Jack followed her gaze to see a frigate accelerating away from the American task force, engines at maximum burn.  He leaned back and watched as a destroyer followed, another frigate, and then more.  Finally, one of the cruisers broke away.  Jack focused on it and the name
Dallas
came into view.  She was a good ship, one of the Pre-War cruisers, but he’d fought next to some of her sisters and knew she could kill Shang as good as any ship he’d seen.  The destroyers
Harrington
and
Grayson
followed the cruiser out, snuggling up close to the ship they were tasked with protecting.

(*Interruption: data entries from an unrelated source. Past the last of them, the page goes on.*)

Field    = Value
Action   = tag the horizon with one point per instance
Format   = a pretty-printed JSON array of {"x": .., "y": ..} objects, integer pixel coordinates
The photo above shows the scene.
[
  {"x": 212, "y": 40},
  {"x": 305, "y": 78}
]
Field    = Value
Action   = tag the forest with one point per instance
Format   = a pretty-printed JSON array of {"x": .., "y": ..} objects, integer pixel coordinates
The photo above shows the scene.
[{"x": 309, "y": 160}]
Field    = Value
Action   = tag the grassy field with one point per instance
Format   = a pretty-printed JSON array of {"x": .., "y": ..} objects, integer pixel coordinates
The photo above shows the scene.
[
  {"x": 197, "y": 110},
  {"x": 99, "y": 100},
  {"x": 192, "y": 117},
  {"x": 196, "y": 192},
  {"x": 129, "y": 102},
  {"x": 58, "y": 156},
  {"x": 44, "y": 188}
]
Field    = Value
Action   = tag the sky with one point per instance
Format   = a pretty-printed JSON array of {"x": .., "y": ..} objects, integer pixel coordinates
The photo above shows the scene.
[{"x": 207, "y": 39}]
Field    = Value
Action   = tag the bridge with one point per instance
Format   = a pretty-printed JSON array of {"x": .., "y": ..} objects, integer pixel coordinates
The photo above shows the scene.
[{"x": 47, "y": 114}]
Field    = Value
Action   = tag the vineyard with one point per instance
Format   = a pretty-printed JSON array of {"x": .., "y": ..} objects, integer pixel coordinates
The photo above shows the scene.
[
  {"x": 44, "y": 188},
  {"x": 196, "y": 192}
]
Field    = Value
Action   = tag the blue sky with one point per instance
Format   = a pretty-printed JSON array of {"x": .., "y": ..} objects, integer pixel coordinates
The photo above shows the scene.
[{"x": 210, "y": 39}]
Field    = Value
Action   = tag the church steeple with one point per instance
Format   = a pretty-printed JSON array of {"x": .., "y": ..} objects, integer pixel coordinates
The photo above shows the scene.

He looked away from those three ships to see most of the American cruisers and destroyers “fleeing” the wall of battle in a ragged line that looked like the result of perfect panic.  Then
Los Angeles
spewed blue fire from her main engines and began to follow her sister ships.  The frigates
Clark
and
Hammond
, a dozen Hellcats, and Jack’s Avengers held formation around the larger ship with ease.  The wall of battle fell behind, British and Spanish ships screaming a cacophony of orders for the Americans to get back to the wall.

A glance ahead showed another salvo of Shang missiles still moving towards the wall and Jack smiled.  No missiles tracked the ragged task force.  The Shang were playing the game the way they’d thought.  Well, those aliens were not going to enjoy the end game.  He frowned as he noticed several British destroyers and frigates pull away from the wall and begin following them as a more organized force.  He focused on the lead destroyer, but the display zoomed in on one of the frigates instead.  Jack raised an eyebrow in surprise until he recognized the name. 
Recovery
.  The British were sending their medical frigates away, along with their destroyer escorts.  That was an interesting twist.  He wondered what the Shang would think about that.